Journalistic stories about the importance of gaffes in political campaigns or about how Martha Coakley’s poor campaign skills cost her the 2010 senate election are a little like Kenny on South Park: even though Kenny dies at the end of nearly every show, he’s alive again at the start of the next episode.
Oh my God! You revived the gaffe and Coakley stories! You bastards!
A story in the Boston Globe’s Friday “Capital” section titled Governor’s race and election of dread explained the dread factor in these terms:
He or she who gaffes last may gaffe hardest.
With the governor’s race, both in polls and the private appraisals of campaign strategists, nearing a photo finish, a common theme has cropped up with operatives in both parties during the last few weeks: some variation of “whoever makes the last mistake loses.”
Yes, if Charlie Baker calls Janet Wu “Toots” or Martha Coakley places Tom Brady in a Broncos uniform it could be all over. It could have the same fatal consequences as Elizabeth Warren mangling the Native American story or Mitt Romney opining that 47% of Americans are deadbeats who would never vote for such a dynamic leader. That is to say, gaffes have a negligible impact on campaigns, as I explained in ‘Sweetheart’ of an Idea: Why Game Changing Moments Rarely Change Anything. To repeat what I wrote there:
In The Gamble, the compelling book about the 2012 presidential campaign by political scientists John Sides and Lynn Vavreck, the authors recount a study that showed that media accounts described sixty-eight separate moments as “game changers” in the presidential election. None of them were.

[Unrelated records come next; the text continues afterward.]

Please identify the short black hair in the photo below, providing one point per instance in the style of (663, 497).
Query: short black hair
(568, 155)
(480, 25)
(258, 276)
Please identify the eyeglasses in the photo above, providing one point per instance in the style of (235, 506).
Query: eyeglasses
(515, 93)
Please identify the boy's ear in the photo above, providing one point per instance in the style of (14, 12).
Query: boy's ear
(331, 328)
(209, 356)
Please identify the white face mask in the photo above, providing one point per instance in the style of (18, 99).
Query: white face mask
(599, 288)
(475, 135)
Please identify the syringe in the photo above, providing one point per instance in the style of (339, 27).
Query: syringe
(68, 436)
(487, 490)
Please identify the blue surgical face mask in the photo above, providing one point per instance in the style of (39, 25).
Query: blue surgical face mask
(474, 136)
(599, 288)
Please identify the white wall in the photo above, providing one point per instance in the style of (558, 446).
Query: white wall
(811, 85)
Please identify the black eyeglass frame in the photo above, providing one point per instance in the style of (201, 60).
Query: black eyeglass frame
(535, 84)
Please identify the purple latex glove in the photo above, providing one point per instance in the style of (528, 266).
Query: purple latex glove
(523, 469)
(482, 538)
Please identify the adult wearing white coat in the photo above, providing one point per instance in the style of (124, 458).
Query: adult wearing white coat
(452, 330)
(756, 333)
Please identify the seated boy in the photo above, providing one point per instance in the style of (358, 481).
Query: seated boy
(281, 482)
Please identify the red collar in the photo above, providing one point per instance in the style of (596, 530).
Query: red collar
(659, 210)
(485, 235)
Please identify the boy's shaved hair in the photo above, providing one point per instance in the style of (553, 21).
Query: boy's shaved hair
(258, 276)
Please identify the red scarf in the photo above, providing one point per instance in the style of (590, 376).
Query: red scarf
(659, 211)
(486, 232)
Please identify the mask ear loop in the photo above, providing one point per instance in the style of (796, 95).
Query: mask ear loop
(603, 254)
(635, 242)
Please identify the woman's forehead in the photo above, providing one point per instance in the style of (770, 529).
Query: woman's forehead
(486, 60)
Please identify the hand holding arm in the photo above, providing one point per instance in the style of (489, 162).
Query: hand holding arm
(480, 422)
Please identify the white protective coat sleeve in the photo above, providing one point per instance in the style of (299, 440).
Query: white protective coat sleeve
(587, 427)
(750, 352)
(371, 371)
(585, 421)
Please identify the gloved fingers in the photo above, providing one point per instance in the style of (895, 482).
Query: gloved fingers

So why do we keep seeing gaffe stories? I guess because political reporters talk to political insiders and “operatives in both parties” and political junkies generally love to obsess over the story of the day, like “sweetheart.”
The Globe raised Coakley’s less than scintillating 2010 performance but nothing like an embarrassing story that appeared in Politico last week, Martha Chokeley: Is the worst candidate in Massachusetts about to lose again? Rather than a serious look at a very close race for the only office that Republicans can actually contest in Massachusetts (remember 1990 – 2006?) the piece contains a series of cheap jokes at Coakley’s expense. So let me say I love journalism and depend on it; but some articles just make my heart sink.
In this case as I told the Politico reporter, and which he graciously included in his story, Coakley didn’t lose that race because she misidentified Curt Schilling as a Yankee. She lost the race most likely because of terribly poor economic conditions for which President Obama and the Democrats had failed to provide relief. I’ve made that argument in The Myth of Martha Coakley’s Mistakes and many times since.
I actually like it when Kenny is revived with each new episode of South Park; but some political stories should die and stay dead.